I transitioned to HR mid-career and it was a great option for me. It’s allowed me to work on a variety of tasks that let me use my creativity, work with new technology and spearhead initiatives that support company strategy.
Why choose HR as a career? According to the BLS, in 2018, the median pay for HR managers is $113,300 per year. With a growing economy where new companies are being founded and others are expanding, job growth for HR managers is projected at 7% for 2018 – 2028.
As an HR professional you will gain skills that translate across industries. You can choose to pursue a generalist path or you can specialize in a functional area like compensation and benefits, employee relations or HR technology. In an entry-level role, you’re looking at a median salary of $41,620, but some senior level managers are earning more than $200,000 per year. At that level, you might find yourself working with senior executives to set the company’s direction during the strategic planning sessions.

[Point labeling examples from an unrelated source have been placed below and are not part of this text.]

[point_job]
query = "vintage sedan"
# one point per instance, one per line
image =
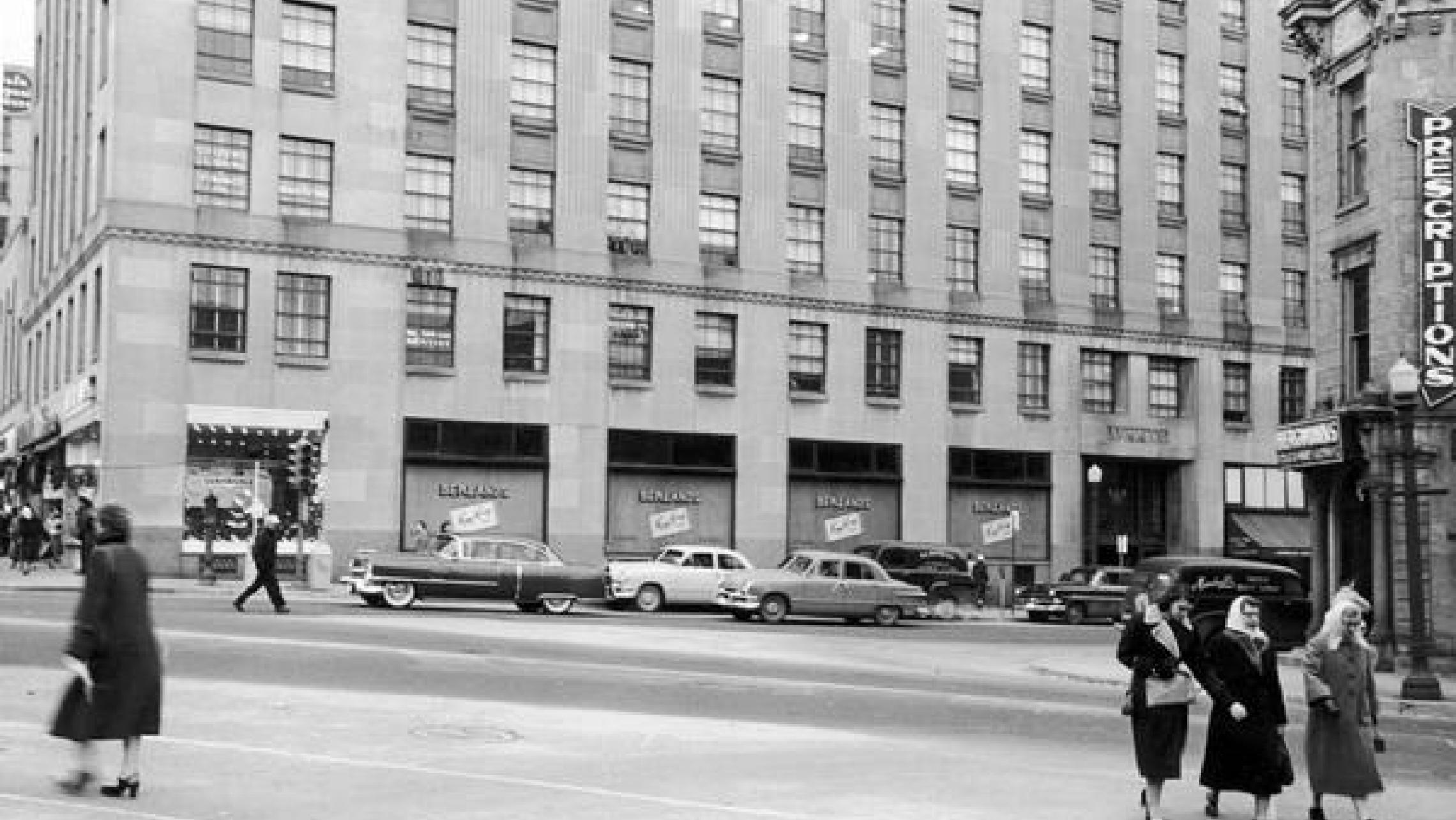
(828, 584)
(680, 574)
(475, 567)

How To Start A Career in HR
HR professionals are a very diverse group when it comes to education, experience and skill set. So you can use that to your advantage when you’re trying to launch your career. No two career paths are alike and there are a few different ways that you can get started:
- Get a degree in Human Resources or a related field
- Gain work experience in another role and transition to HR
- Follow the Human Resources Specialist track in the military
Getting An HR Job After Graduation
While having a degree isn’t a requirement to entering the field, you’ll find it listed under qualifications for most positions. If you have a degree, it can help you stand out, but it isn’t necessarily a slam dunk for landing your first HR role. When you’re in school, you should look for internships or summer jobs in HR. Otherwise, you can look for work experience that will help you develop transferable skills that will serve you well in a junior level HR position. If you’re able to demonstrate your problem solving ability, display excellent customer service skills and you’re well organized when it comes to administrative tasks, then you have what it takes to be successful in an entry-level HR role.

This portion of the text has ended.